Psychological Science in the Public Interest
- Discipline: Psychology
- Language: English
- Edited by: Ulf-Dietrich Reips

Publication details
- History: 2000–present
- Publisher: Sage Publishing on behalf of the Association for Psychological Science
- Frequency: Triannually
- Impact factor: 17.6 (2024)

Standard abbreviations
- ISO 4: Psychol. Sci. Public Interest

Indexing
- ISSN: 1529-1006 (print) 2160-0031 (web)
- LCCN: 746955695
- OCLC no.: 43619255

Links
- Journal homepage; Online archive;

= Psychological Science in the Public Interest =

Psychological Science in the Public Interest (PSPI) is a triannual peer-reviewed academic journal covering issues in psychology of interest to the public at large. It is published by Sage Publishing on behalf of the Association for Psychological Science.

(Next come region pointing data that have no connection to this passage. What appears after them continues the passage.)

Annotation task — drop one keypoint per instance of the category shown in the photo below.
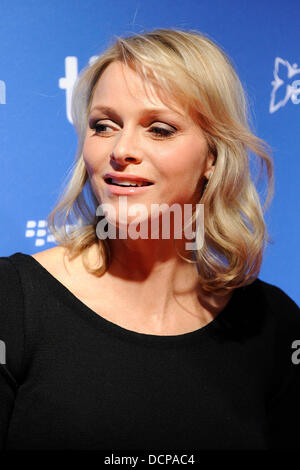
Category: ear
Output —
(210, 162)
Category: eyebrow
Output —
(152, 112)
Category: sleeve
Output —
(11, 341)
(284, 406)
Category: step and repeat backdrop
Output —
(45, 43)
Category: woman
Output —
(115, 341)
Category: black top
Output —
(74, 380)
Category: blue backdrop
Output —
(45, 43)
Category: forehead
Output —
(120, 81)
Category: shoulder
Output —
(278, 308)
(276, 299)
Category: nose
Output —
(125, 151)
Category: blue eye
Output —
(162, 132)
(157, 131)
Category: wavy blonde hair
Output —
(198, 73)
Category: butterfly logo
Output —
(284, 84)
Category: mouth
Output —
(126, 184)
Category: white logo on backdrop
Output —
(2, 92)
(38, 230)
(283, 86)
(67, 82)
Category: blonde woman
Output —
(118, 341)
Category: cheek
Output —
(185, 161)
(90, 156)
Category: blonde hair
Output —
(200, 75)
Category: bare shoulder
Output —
(56, 260)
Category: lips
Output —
(127, 184)
(126, 180)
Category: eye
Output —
(99, 128)
(162, 132)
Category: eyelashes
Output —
(155, 130)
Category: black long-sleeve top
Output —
(71, 379)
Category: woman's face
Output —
(147, 139)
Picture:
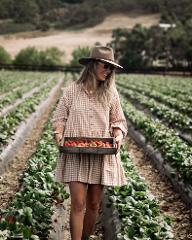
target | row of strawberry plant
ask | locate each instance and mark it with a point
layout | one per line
(170, 116)
(9, 123)
(23, 89)
(138, 211)
(173, 148)
(29, 214)
(182, 107)
(11, 80)
(179, 88)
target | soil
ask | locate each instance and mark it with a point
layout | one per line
(67, 41)
(9, 181)
(169, 201)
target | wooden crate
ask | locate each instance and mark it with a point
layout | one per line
(90, 150)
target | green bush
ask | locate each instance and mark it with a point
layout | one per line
(5, 57)
(28, 56)
(78, 53)
(32, 56)
(51, 56)
(11, 27)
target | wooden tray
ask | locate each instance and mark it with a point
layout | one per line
(90, 150)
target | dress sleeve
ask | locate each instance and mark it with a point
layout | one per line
(61, 112)
(116, 115)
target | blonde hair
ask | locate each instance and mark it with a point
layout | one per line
(103, 89)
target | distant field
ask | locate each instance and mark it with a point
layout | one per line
(68, 40)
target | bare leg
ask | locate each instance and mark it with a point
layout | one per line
(78, 198)
(94, 195)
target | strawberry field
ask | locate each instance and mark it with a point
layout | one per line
(157, 152)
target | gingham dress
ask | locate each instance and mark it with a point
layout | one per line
(83, 115)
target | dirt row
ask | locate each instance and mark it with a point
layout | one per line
(170, 203)
(9, 181)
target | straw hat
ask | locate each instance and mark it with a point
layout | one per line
(105, 54)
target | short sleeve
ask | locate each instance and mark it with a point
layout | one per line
(116, 115)
(62, 109)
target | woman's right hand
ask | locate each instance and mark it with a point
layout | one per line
(58, 138)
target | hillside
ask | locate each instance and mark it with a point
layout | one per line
(68, 40)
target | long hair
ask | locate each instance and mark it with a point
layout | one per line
(103, 89)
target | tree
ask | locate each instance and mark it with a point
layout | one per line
(79, 53)
(51, 56)
(25, 11)
(28, 56)
(5, 57)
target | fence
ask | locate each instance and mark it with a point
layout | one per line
(77, 69)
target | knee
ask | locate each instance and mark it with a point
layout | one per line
(93, 206)
(78, 206)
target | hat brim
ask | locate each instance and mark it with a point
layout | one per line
(85, 61)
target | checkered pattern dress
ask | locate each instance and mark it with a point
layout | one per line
(83, 115)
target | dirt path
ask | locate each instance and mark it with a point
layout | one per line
(67, 41)
(170, 203)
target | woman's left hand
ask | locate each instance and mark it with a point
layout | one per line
(118, 138)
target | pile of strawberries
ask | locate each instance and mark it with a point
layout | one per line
(86, 143)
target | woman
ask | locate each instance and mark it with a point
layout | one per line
(90, 107)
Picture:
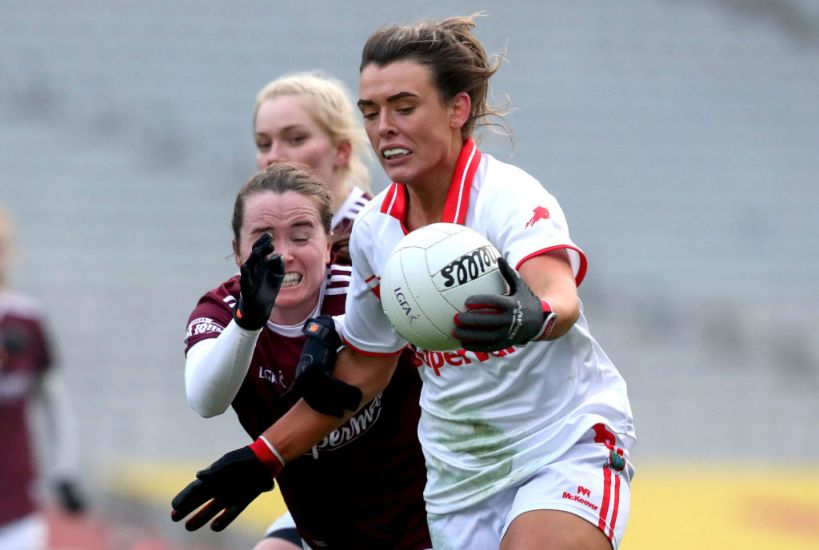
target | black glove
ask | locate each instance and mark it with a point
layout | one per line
(260, 282)
(228, 486)
(496, 321)
(314, 380)
(69, 496)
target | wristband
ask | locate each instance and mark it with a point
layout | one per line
(549, 320)
(268, 454)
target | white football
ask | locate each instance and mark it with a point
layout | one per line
(428, 277)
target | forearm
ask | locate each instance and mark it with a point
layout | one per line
(215, 369)
(302, 427)
(550, 277)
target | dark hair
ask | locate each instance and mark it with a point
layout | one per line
(281, 177)
(454, 55)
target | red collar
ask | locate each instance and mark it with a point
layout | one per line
(457, 200)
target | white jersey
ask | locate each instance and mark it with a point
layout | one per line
(489, 420)
(349, 209)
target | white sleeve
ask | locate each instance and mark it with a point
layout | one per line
(60, 427)
(365, 326)
(216, 367)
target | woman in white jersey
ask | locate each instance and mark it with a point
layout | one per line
(307, 117)
(526, 431)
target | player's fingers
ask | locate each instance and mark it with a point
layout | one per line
(189, 499)
(509, 274)
(486, 301)
(226, 517)
(204, 515)
(481, 319)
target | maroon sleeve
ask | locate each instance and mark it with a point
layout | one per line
(212, 313)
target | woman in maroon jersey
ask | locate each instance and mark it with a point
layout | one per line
(308, 117)
(29, 379)
(361, 487)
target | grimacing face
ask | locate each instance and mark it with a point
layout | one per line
(298, 235)
(284, 130)
(415, 135)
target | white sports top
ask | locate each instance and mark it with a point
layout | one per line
(489, 420)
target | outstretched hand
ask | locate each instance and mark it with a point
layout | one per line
(225, 488)
(261, 279)
(496, 321)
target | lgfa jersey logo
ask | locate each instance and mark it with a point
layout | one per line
(538, 213)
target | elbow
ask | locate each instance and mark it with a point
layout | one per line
(204, 407)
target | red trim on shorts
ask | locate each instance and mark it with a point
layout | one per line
(581, 271)
(604, 436)
(616, 505)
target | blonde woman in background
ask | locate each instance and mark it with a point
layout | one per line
(308, 118)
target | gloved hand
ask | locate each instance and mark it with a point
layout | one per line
(69, 496)
(496, 321)
(227, 487)
(314, 380)
(260, 283)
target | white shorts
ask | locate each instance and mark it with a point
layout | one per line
(591, 480)
(27, 533)
(285, 528)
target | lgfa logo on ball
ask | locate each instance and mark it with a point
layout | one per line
(428, 277)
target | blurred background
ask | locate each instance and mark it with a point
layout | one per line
(681, 138)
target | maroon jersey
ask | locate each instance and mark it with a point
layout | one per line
(362, 486)
(24, 356)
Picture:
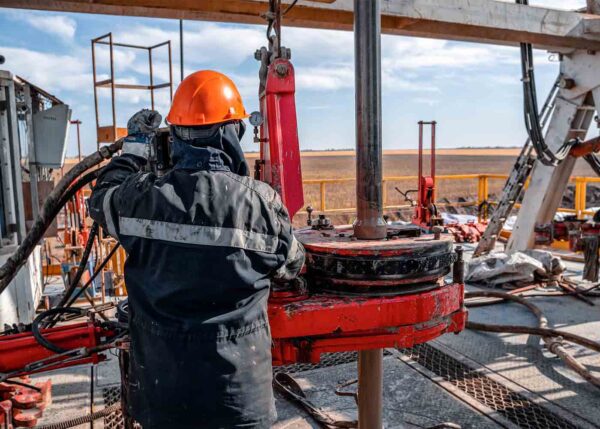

The Editor-in-chief is Ulf-Dietrich Reips (University of Konstanz).

== Past editors ==
Past editors-in-chief include Nora S. Newcombe (Temple University), Valerie F. Reyna (Cornell University), Morton Ann Gernsbacher (University of Wisconsin–Madison), Stephen J. Ceci (Cornell University), and Robert A. Bjork (University of California, Los Angeles).

== Abstracting and indexing ==
The journal is abstracted and indexed in:

- EBSCOhost
- Gale Academic OneFile
- PsycINFO
- PubMed
- Scopus

According to the Journal Citation Reports, the journal has a 2024 impact factor of 17.6, ranking in fourth for impact factor in the Psychology, Multidisciplinary Category.